Nas grandes opções de simbologia, se não é necessário mudar, é necessário não mudar, porque se não está estragado, não se deve consertar. Nem Salazar, nem o MFA, nem a troika, pediram ou impuseram uma mudança no pavilhão da pátria. Todavia, comunicação moderna a tanto obriga, a democracia presente começou, em data incerta, a fazer logótipos a partir da bandeira nacional, para usar nos mais diversos suportes, numa lógica de visualização da “marca” Portugal.
Em algumas ocasiões, será necessário e até eficaz estilizar a bandeira em fórmulas mais maleáveis. Não vem daí um crime de lesa-pátria. Entretanto, por estes dias - a dias de ser demitido - o governo de António Costa decidiu uma brutal e indispensável reforma de fundo do país, a qual consistiu em… aprovar um novo logótipo para a “marca” República Portuguesa. Ao contrário do que poderia ter acontecido, o resultado é risível. Consulta pública não houve, embora os símbolos da pátria sejam de todos, e o trabalho ficou por “módicos” 74 mil euros. Os gurus juram que o novo desenho (uma bola no meio de dois retângulos-quase-quadrados, que lembra peças de um brinquedo infantil) “não constitui o redesenho da bandeira”. Ainda bem, para salvaguarda do art.º 11.º da Constituição! Mas o redesenho, e a retórica saloia que o justifica, é uma desconstrução da bandeira nacional para totós.
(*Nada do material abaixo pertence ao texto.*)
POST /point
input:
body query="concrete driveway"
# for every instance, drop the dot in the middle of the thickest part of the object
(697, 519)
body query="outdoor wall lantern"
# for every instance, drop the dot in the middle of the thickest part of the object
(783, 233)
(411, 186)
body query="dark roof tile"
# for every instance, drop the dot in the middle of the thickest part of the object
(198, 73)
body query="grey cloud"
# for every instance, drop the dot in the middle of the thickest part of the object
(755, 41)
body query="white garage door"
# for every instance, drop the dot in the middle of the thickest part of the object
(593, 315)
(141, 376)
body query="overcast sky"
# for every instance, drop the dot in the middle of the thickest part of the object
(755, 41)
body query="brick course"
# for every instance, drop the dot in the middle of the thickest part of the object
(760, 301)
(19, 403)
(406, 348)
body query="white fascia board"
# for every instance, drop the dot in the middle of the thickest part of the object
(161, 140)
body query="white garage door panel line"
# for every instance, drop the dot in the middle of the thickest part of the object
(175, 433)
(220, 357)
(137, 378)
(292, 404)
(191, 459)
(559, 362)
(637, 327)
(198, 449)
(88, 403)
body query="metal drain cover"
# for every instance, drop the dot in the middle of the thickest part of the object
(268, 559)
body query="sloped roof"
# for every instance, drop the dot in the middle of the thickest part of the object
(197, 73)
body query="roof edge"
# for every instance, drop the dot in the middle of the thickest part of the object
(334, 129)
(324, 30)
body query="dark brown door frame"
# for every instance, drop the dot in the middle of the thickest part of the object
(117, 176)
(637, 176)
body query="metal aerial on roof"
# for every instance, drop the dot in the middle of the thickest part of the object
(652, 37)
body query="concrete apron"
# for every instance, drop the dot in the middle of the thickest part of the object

O resultado preserva “as cores dominantes e a geometria elementar”? Não me parece, porque a bola amarela é desproporcional e vítima do wokismo da moda, ao fazer desaparecer a esfera armilar (que até o esquerdismo de 1910 saudava como “o padrão eterno do nosso génio aventureiro, da nossa existência sonhadora e épica”!), o escudo da lenda de Ourique e os castelos da Reconquista. Quer responder, de forma “mais eficaz”, a “contextos de sofisticação da comunicação digital”? Experimentem ver o logótipo impresso a preto e branco, ou a barrinha verde sobre o fundo azul dos púlpitos ou dos ecrãs em uso e logo verão a sofisticação da coisa. Promove “uma consciência ecológica reforçada”? Não se entende por que ínvios caminhos se associa a bandeira à ecologia, e parece-me que a alteração em cabeçalhos de ofícios implicará muitas impressões novas, nada amigas do ambiente. E será a nova imagem “mais inclusiva, plural e laica”? Mais laica, e menos respeitadora do valor da tradição do país, é, de facto, e não deveria ser, porque um governo, punhado transitório de indivíduos, não pode ditar como se lê a história plurissecular da nação – muito menos descristianizá-la; e quanto à “inclusão” e à “pluralidade”, é daqueles mantras bacocos e vazios de que toda a linguagem tem hoje de revestir-se… só porque sim. É mesmo isto: a representação quotidiana da pátria muda, para pior, só porque sim, porque Suas Excelências governamentais realmente acham que tudo podem, e um dia apeteceu-lhes deslumbrar o burgo com a sua atrevida “sofisticação”.